Truly – Caolifhionn Rose: Truly, the new album from Manchester singer-songwriter Caoilfhionn Rose (pronounced Keelin) moves through a tapestry of curious musical inflections; nods towards folk, jazz, ambient, electronica and even a subtle influence of psychedelia, it never stands still to take a breath, despite its ethereal and delicate core. Co-produced by Kier Stewart of The Durutti Column following Rose’s collaborative endeavours with them on their album Chronicle LX:XL, the musician’s song writing draws from a diverse palette of influences, including Building Instrument, Rachel Sermanni, Alabaster dePlume and Broadcast. Rose also professes to a love for beautiful, stripped back, piano-based music, such as Dustin O’Halloran and label mate Hania Rani.
Truly came to exist due to a deep-rooted need to create – even though its conception was interrupted as Caoilfhionn Rose recovered in hospital from an illness, she found strength within writing music. “In Spring 2019 I took part in a gig swap with my good friend and fellow musician Kristian Harting who is from Denmark. We played several gigs in the UK but unfortunately the Denmark part of the tour was cut short as I was taken ill. I was hospitalized for several weeks and have taken the last year out to recover” says Rose. “I gradually returned to finishing my second album” she continues. “Coming back to creating after being unwell was challenging but also therapeutic. This record marks a difficult time of my life and writing it helped get me through that. I am really grateful to have music as an outlet.”

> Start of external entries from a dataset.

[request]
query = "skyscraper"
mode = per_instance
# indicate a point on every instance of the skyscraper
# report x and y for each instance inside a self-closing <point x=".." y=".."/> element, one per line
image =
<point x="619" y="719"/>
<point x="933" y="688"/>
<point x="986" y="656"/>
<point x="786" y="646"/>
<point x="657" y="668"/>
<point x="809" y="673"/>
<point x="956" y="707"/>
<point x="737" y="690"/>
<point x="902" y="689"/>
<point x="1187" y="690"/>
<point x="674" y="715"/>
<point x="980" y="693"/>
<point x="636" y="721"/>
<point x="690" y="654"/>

Captured Spirits by Mammal Hands: Consisting of saxophonist Jordan Smart, pianist Nick Smart and drummer/tabla player Jesse Barrett, this trio have forged a growing reputation for a hypnotic fusion of jazz and electronica. Drawing on their love of electronic, contemporary classical, world, folk and jazz music, Mammal Hands take in influences including Pharoah Sanders, Gétachèw Mekurya, Terry Riley, Steve Reich and Sirishkumar Manji.
Forming in Norwich in 2012, brothers Nick and Jordan along with Jesse, developed their distinctive and polished sound with their meteoric live shows and release of three critically acclaimed albums: Animalia (2014), Floa (2016) and Shadow Work (2017). Teaming up once again with trusted producer George Atkins at 80 Hertz Studios in Manchester, Captured Spirits explores themes including existence and displacement. “The name has multiple readings but was first inspired by something Jordan was reading about past experiences of ancestors being caught and coded into our DNA and having an effect on who you are today. This ties in with themes that we have touched on before relative to identity and the collective unconscious (Shadow Work). It also toys with the idea of feeling contained/trapped and the need to break out of something and also the idea of people being spirits that are "captured" in a body,” says Nick.
Photo below: Halsall's Salute To The Sun is a haunting, and stripped-down timbral delight that mediates on the essence of modern jazz, and which I will be covering in an upcoming piece on his discography.
This was a unique opportunity to sample a cross-section of an independent label’s latest offerings, and I can’t thank Gondwana enough for introducing me to some of the talent on their roster. All the CDs are beautifully packaged, possess outstanding production quality and most importantly, contained music which was thought-provoking, and at times challenging. Each disc swayed from stark musical constructs of a stripped down aesthetic to conversely lyrical, ethereal, metaphorical and lush. Halsall & Co. are charting a unique course into jazz and electronic themes with artists focused on creating content impossible to genre-fy, but which is undoubtedly addictive for those with a bent towards experimental jazz/folk/world/classical and several other stops in between.